DuckDuckGo distributed crawler (DDC) prototype
The purpose of this project is to prototype a distributed crawler for the DuckDuckGo search engine.
Protocol
Basic workflow
- A client requests a list of domains to check for spam, the server answers with a list of domains
- The server might also add in the response additional data to ask the client to upgrade itself or the page analysis component
- The client does the analysis on the domains, and then sends the results back to the server
- The client request another bunch of domains to check and so on
Implementation
- It's a classic REST API
- To get a domain list the client sends a GET request, and to post the results it sends a POST request
URL parameters:
- version : the protocol version which defines the XML response structure, it must be incremented when a change breaks client compatibility.

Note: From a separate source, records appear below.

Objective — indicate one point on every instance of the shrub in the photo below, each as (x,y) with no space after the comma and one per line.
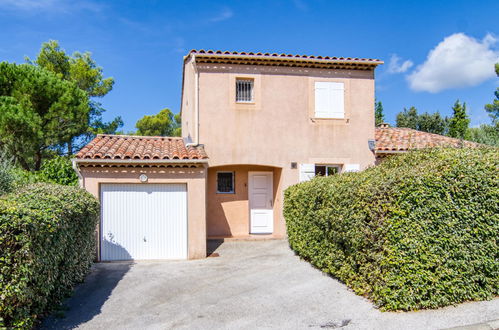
(47,242)
(6,176)
(58,169)
(418,231)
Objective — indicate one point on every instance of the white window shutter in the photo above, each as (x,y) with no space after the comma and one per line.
(322,100)
(352,168)
(307,172)
(329,99)
(337,93)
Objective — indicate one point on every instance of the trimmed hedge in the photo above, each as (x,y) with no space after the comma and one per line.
(47,242)
(418,231)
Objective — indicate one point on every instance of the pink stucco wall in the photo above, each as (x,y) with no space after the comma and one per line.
(279,127)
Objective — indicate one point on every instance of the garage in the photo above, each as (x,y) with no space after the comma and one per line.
(143,221)
(152,191)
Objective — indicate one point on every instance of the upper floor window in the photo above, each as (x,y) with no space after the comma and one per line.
(329,100)
(225,182)
(327,170)
(244,90)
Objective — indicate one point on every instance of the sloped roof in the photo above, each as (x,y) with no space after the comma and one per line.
(123,147)
(390,139)
(259,58)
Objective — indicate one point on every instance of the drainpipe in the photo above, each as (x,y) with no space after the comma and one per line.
(196,103)
(77,170)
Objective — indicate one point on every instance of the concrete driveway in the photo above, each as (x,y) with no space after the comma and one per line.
(250,285)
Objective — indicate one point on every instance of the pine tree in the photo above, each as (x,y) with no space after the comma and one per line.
(379,116)
(459,122)
(408,118)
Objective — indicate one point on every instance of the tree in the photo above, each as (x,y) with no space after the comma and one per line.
(38,112)
(379,116)
(162,124)
(81,69)
(493,108)
(459,122)
(408,118)
(485,134)
(426,122)
(432,123)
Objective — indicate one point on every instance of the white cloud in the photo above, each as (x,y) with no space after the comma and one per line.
(396,67)
(27,4)
(223,15)
(52,5)
(457,61)
(301,5)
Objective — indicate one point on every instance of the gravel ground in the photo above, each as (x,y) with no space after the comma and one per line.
(251,285)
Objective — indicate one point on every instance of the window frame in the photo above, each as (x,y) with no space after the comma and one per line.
(331,87)
(337,166)
(252,90)
(233,191)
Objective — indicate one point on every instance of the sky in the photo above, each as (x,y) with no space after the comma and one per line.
(435,52)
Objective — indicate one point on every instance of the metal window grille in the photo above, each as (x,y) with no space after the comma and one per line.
(225,182)
(244,90)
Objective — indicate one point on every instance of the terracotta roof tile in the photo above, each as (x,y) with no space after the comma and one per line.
(284,59)
(403,139)
(106,146)
(283,55)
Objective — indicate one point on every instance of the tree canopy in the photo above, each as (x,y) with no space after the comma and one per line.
(38,112)
(165,123)
(426,122)
(81,69)
(408,118)
(493,108)
(459,122)
(379,116)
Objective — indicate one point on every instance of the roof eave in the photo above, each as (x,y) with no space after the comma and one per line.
(139,161)
(372,63)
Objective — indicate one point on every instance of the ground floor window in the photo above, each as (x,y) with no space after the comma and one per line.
(225,182)
(327,170)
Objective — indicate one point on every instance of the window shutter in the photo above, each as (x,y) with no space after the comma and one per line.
(322,100)
(307,172)
(352,167)
(337,93)
(329,100)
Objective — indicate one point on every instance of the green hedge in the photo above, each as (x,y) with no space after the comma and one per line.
(418,231)
(47,242)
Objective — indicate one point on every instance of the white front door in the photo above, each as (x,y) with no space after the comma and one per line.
(261,202)
(143,221)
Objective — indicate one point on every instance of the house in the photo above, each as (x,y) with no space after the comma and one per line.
(395,140)
(252,125)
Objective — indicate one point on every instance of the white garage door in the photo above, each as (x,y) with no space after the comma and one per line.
(143,221)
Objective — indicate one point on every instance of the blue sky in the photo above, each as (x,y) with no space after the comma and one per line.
(141,44)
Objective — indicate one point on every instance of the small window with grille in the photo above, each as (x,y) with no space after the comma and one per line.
(244,90)
(225,182)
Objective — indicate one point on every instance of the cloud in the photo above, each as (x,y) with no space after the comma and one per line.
(301,5)
(27,4)
(458,61)
(396,67)
(52,5)
(223,15)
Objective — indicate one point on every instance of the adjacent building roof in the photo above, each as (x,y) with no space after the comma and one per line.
(257,58)
(393,139)
(124,147)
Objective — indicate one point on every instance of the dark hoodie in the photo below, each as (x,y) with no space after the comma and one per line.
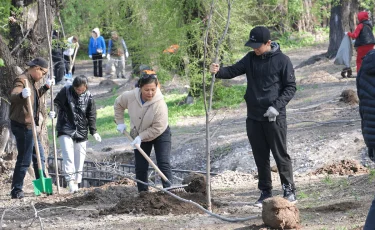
(270,81)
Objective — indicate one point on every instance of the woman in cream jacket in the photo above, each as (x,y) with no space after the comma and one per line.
(148,114)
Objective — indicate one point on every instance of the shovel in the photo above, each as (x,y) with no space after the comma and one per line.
(179,188)
(41,185)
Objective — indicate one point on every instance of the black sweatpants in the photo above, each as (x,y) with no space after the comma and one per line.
(97,60)
(265,136)
(162,146)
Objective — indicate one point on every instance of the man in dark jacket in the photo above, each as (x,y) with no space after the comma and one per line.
(21,122)
(270,86)
(366,95)
(76,117)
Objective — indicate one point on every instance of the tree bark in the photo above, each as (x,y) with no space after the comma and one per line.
(30,29)
(343,15)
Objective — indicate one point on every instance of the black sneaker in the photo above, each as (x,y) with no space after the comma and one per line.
(18,195)
(289,193)
(264,195)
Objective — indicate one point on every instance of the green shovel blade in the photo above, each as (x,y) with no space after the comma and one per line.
(42,185)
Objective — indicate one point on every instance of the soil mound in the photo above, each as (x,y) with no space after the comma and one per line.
(319,77)
(196,183)
(344,167)
(280,214)
(230,178)
(349,96)
(157,203)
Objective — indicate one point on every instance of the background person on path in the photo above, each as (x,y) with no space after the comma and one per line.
(270,86)
(148,114)
(364,38)
(21,122)
(76,117)
(117,52)
(68,53)
(97,51)
(366,95)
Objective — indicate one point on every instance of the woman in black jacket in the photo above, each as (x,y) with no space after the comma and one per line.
(76,116)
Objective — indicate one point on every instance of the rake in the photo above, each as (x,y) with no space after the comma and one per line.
(177,188)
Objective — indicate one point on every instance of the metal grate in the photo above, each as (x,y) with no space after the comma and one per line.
(93,176)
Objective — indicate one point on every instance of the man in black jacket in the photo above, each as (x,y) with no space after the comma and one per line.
(270,86)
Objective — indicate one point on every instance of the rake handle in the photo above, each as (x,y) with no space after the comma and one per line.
(161,174)
(36,144)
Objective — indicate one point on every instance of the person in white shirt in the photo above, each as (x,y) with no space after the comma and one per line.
(69,51)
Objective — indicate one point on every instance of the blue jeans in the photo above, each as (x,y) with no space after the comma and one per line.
(162,146)
(26,153)
(370,221)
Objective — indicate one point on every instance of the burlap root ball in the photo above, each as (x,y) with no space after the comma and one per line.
(280,214)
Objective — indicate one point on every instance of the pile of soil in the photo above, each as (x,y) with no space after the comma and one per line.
(349,96)
(319,77)
(230,178)
(157,203)
(344,167)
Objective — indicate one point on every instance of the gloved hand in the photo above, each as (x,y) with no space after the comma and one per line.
(97,137)
(136,141)
(50,82)
(26,92)
(121,128)
(271,113)
(214,68)
(52,114)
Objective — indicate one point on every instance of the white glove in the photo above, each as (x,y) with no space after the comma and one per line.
(97,137)
(271,113)
(121,128)
(52,114)
(26,92)
(50,82)
(136,141)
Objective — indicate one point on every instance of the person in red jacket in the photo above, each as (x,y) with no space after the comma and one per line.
(364,38)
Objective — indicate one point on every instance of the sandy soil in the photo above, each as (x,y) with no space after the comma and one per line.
(322,132)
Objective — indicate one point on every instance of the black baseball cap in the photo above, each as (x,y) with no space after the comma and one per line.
(258,36)
(38,62)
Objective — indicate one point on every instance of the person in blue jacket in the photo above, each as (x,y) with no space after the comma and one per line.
(366,95)
(97,51)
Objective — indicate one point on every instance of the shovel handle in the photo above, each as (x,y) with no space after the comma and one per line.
(161,174)
(36,145)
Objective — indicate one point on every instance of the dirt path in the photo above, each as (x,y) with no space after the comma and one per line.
(321,130)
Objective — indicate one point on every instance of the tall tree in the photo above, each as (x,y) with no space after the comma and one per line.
(25,39)
(343,18)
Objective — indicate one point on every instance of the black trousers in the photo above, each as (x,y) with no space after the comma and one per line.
(97,60)
(67,64)
(26,154)
(162,146)
(265,136)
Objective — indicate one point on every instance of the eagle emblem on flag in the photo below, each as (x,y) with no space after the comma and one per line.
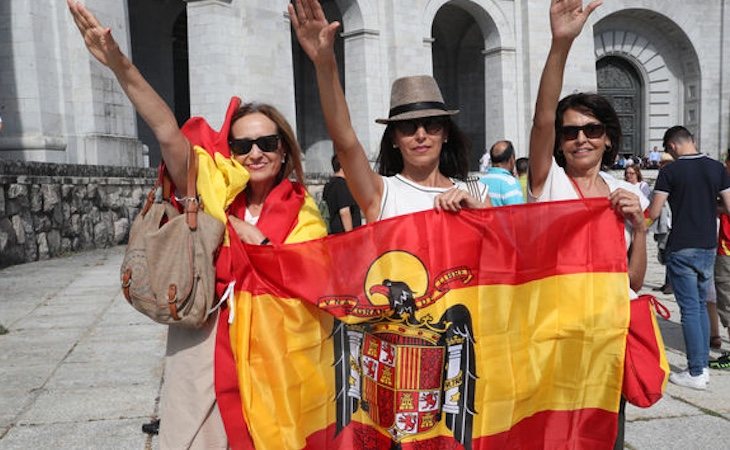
(407,370)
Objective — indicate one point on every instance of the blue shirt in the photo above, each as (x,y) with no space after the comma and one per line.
(504,188)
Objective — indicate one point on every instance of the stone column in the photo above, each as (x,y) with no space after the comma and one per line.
(58,103)
(239,48)
(501,111)
(365,81)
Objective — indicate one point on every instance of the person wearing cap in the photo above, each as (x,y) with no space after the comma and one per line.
(504,187)
(423,158)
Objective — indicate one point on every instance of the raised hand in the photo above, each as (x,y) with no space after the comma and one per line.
(454,199)
(628,205)
(567,17)
(314,33)
(98,39)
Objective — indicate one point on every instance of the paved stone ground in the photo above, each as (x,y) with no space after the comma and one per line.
(81,369)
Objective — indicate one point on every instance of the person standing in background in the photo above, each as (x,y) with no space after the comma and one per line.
(722,266)
(521,166)
(343,210)
(504,188)
(691,184)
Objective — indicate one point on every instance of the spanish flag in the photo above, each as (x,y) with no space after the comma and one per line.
(496,328)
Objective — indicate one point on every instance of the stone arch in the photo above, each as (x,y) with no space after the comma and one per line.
(667,62)
(620,82)
(474,63)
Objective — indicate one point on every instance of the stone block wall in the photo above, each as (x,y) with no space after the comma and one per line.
(47,210)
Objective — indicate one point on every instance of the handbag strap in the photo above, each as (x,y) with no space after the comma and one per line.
(659,307)
(190,201)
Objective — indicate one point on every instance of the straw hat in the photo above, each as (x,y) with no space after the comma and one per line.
(414,97)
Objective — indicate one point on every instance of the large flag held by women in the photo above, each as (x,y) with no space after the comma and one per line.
(498,328)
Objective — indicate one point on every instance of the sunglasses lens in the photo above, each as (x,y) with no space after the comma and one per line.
(433,125)
(241,146)
(406,127)
(265,143)
(570,132)
(591,131)
(268,143)
(594,130)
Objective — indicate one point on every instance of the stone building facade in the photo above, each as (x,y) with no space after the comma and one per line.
(660,65)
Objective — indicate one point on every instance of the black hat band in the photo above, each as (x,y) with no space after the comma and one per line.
(418,106)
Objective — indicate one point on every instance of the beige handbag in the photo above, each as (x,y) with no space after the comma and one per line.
(168,272)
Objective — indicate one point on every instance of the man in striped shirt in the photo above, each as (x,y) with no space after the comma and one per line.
(504,187)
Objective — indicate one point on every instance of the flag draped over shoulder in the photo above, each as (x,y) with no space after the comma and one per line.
(497,328)
(288,215)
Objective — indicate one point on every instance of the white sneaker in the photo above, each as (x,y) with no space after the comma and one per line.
(684,378)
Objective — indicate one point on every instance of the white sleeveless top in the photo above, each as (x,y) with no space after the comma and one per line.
(403,196)
(559,187)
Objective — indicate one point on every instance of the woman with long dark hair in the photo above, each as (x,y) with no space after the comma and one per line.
(423,160)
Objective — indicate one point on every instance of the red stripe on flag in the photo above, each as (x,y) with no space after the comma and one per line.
(585,428)
(503,241)
(582,428)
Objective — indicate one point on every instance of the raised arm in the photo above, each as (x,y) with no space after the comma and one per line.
(567,18)
(316,36)
(146,101)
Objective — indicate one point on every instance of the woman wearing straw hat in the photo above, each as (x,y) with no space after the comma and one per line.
(423,156)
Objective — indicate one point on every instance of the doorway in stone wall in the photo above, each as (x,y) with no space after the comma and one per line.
(311,131)
(621,84)
(458,66)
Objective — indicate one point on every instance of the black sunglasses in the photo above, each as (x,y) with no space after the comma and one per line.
(591,131)
(432,125)
(265,143)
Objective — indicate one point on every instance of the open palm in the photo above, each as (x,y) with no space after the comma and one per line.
(567,17)
(98,39)
(314,33)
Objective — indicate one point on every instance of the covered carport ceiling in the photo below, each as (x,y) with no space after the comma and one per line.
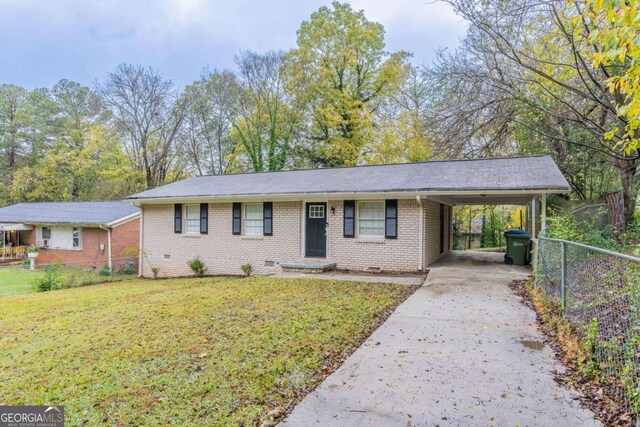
(506,198)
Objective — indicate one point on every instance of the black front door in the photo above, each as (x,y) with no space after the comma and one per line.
(316,226)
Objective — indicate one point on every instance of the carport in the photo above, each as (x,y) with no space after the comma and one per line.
(534,200)
(462,350)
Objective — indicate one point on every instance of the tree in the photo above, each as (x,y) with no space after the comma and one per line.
(211,112)
(524,66)
(611,28)
(342,73)
(93,167)
(402,124)
(147,112)
(267,117)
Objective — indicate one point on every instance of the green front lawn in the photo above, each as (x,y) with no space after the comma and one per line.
(214,351)
(16,280)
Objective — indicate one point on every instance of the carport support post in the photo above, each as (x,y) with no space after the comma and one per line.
(563,262)
(543,212)
(533,218)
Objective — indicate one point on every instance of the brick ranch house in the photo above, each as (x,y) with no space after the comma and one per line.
(387,217)
(84,234)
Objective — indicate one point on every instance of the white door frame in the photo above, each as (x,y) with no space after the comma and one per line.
(303,236)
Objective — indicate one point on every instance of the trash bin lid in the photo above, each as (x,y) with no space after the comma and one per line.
(516,232)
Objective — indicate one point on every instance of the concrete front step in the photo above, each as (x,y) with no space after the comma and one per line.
(307,266)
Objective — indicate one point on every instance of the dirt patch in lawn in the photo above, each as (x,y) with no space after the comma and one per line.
(569,350)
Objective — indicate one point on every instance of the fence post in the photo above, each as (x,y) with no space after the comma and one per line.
(563,262)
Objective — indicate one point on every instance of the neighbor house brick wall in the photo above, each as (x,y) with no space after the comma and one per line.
(399,254)
(89,256)
(123,236)
(125,240)
(221,251)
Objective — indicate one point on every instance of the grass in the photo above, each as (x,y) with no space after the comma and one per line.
(213,351)
(18,280)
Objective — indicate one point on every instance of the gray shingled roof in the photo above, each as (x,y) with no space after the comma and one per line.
(86,213)
(518,173)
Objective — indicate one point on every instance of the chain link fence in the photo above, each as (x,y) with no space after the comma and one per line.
(599,292)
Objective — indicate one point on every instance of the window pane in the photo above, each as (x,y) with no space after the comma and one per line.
(253,219)
(75,233)
(371,219)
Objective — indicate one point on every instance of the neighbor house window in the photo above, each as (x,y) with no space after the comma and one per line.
(75,234)
(192,219)
(253,219)
(371,219)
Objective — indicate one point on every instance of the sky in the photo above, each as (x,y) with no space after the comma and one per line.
(44,41)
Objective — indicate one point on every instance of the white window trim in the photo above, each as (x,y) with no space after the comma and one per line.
(244,219)
(370,236)
(186,209)
(79,247)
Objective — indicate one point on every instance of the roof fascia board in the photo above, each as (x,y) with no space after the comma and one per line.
(123,220)
(340,196)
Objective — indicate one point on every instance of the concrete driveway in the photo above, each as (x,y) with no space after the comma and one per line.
(462,350)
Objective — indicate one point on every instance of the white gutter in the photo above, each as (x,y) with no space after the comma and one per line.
(124,219)
(409,194)
(420,234)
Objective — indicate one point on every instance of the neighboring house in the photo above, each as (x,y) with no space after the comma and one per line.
(387,217)
(85,234)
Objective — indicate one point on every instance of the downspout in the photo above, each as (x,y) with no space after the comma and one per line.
(420,234)
(141,251)
(110,260)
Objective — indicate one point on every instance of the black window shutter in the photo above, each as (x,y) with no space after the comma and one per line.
(267,216)
(177,218)
(204,218)
(391,219)
(237,218)
(349,218)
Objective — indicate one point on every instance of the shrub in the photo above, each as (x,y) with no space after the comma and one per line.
(246,269)
(128,270)
(51,279)
(197,266)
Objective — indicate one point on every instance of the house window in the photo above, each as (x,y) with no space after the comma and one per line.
(253,220)
(316,211)
(371,219)
(192,219)
(75,234)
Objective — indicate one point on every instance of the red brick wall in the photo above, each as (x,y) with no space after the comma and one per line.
(125,243)
(30,237)
(123,238)
(89,256)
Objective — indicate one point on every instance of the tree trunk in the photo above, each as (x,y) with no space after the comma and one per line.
(628,168)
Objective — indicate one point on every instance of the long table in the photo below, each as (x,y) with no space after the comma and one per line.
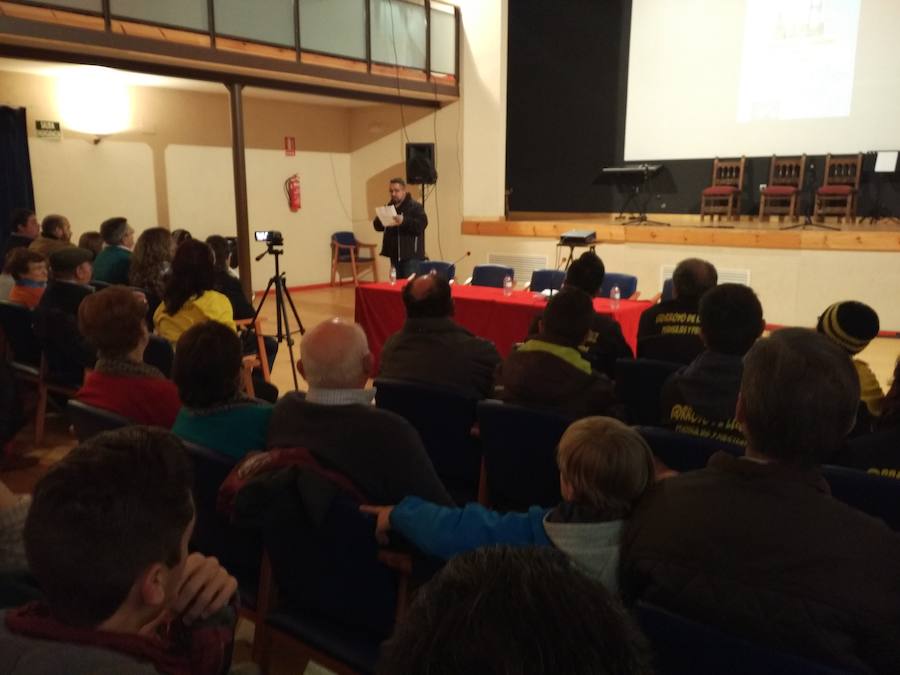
(485,311)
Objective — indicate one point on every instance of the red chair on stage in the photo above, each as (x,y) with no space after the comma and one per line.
(837,195)
(779,197)
(723,197)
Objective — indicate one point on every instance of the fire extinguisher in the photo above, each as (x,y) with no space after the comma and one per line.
(292,190)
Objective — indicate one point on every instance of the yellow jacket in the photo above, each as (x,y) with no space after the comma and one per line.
(211,306)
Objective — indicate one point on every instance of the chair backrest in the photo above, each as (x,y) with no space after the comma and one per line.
(519,447)
(787,171)
(683,452)
(15,320)
(729,172)
(89,420)
(638,386)
(444,418)
(491,275)
(444,269)
(876,495)
(541,280)
(843,170)
(159,354)
(674,348)
(627,284)
(683,646)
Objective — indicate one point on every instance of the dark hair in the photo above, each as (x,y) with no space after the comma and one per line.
(692,278)
(113,230)
(799,394)
(434,303)
(18,219)
(207,365)
(515,610)
(730,318)
(51,223)
(150,260)
(193,273)
(586,273)
(113,506)
(113,320)
(568,316)
(18,260)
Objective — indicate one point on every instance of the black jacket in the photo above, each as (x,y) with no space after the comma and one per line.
(406,240)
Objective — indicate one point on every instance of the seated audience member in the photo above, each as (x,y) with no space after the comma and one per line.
(29,272)
(878,452)
(189,298)
(56,316)
(23,228)
(377,450)
(216,413)
(550,372)
(756,545)
(112,263)
(434,349)
(691,279)
(604,342)
(151,262)
(56,234)
(514,610)
(107,540)
(92,241)
(604,468)
(853,325)
(114,320)
(700,399)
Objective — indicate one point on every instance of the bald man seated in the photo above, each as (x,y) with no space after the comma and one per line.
(379,451)
(434,349)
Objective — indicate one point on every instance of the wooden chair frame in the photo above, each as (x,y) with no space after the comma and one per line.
(337,248)
(844,170)
(726,173)
(783,172)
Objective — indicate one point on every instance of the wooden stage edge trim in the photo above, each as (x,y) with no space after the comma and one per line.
(686,230)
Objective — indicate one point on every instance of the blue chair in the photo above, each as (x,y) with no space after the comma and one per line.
(683,452)
(444,418)
(491,275)
(627,284)
(444,269)
(876,495)
(544,279)
(639,384)
(683,646)
(519,448)
(89,420)
(345,252)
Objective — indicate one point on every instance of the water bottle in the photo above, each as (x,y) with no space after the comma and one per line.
(615,295)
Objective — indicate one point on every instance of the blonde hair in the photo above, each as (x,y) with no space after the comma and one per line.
(607,463)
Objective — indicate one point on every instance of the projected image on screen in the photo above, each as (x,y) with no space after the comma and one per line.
(798,59)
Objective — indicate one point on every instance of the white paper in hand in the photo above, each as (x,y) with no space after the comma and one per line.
(386,214)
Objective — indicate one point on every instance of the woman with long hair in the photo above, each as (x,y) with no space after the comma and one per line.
(188,297)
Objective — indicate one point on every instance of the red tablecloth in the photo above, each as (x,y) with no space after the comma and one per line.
(485,311)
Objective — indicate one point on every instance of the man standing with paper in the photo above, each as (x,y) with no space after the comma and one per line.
(403,222)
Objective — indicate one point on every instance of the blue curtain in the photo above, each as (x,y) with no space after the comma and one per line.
(16,189)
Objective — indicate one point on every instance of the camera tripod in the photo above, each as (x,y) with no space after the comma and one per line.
(282,301)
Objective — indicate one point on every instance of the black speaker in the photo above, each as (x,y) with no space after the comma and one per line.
(420,164)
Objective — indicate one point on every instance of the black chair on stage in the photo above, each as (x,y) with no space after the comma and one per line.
(683,646)
(639,384)
(876,495)
(444,418)
(683,452)
(519,448)
(89,420)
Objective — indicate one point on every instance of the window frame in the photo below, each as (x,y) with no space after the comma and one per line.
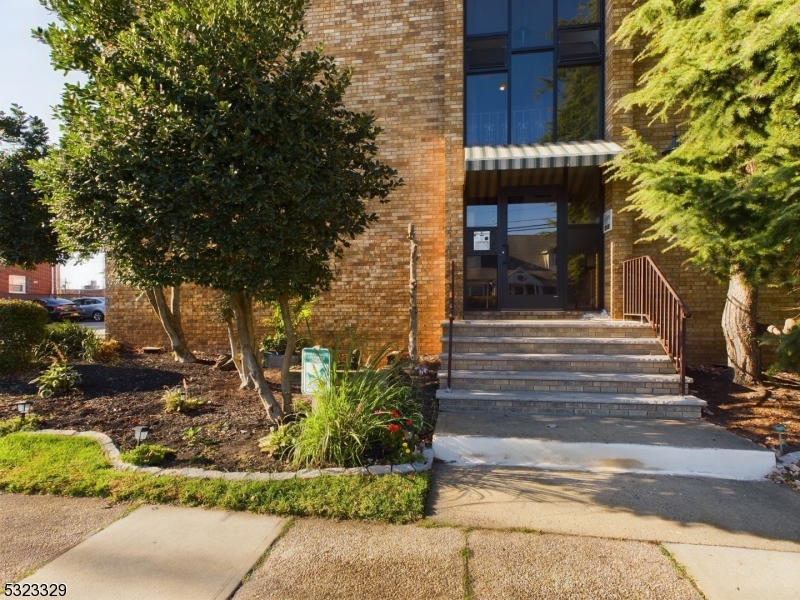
(599,60)
(11,285)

The server must always handle all old protocol versions, to at least to tell the clients they must upgrade
- pc_version : the version of the page processing binary component
XML response format
It contains one of these nodes immediately above the root:
- 'upgrades' : can contain nodes to tell the client to upgrade its components (with URL to download the new version)
- 'domainlist' : the list of domains to check ('domain' nodes)
Files
- ddc_client.py : Code for a crawling worker
- ddc_process.py : This file contains the code that simulates the binary component, currently it returns dumb results just to simulate
- ddc_server.py : Code for the server that distributes the crawling work to the clients and gets the result from them
- tests/single_client.sh : Bash script to do a small simulation by launching the server and connecting a client to it
- tests/client_upgrade.sh : Bash script to simulate a client upgrade initiated by the server
Dependencies
Ubuntu users
On recent Ubuntu versions, you can install all dependencies by running the following command line:
sudo apt-get -V install python3 python3-httplib2
The code has only been tested on Linux but is fully OS neutral.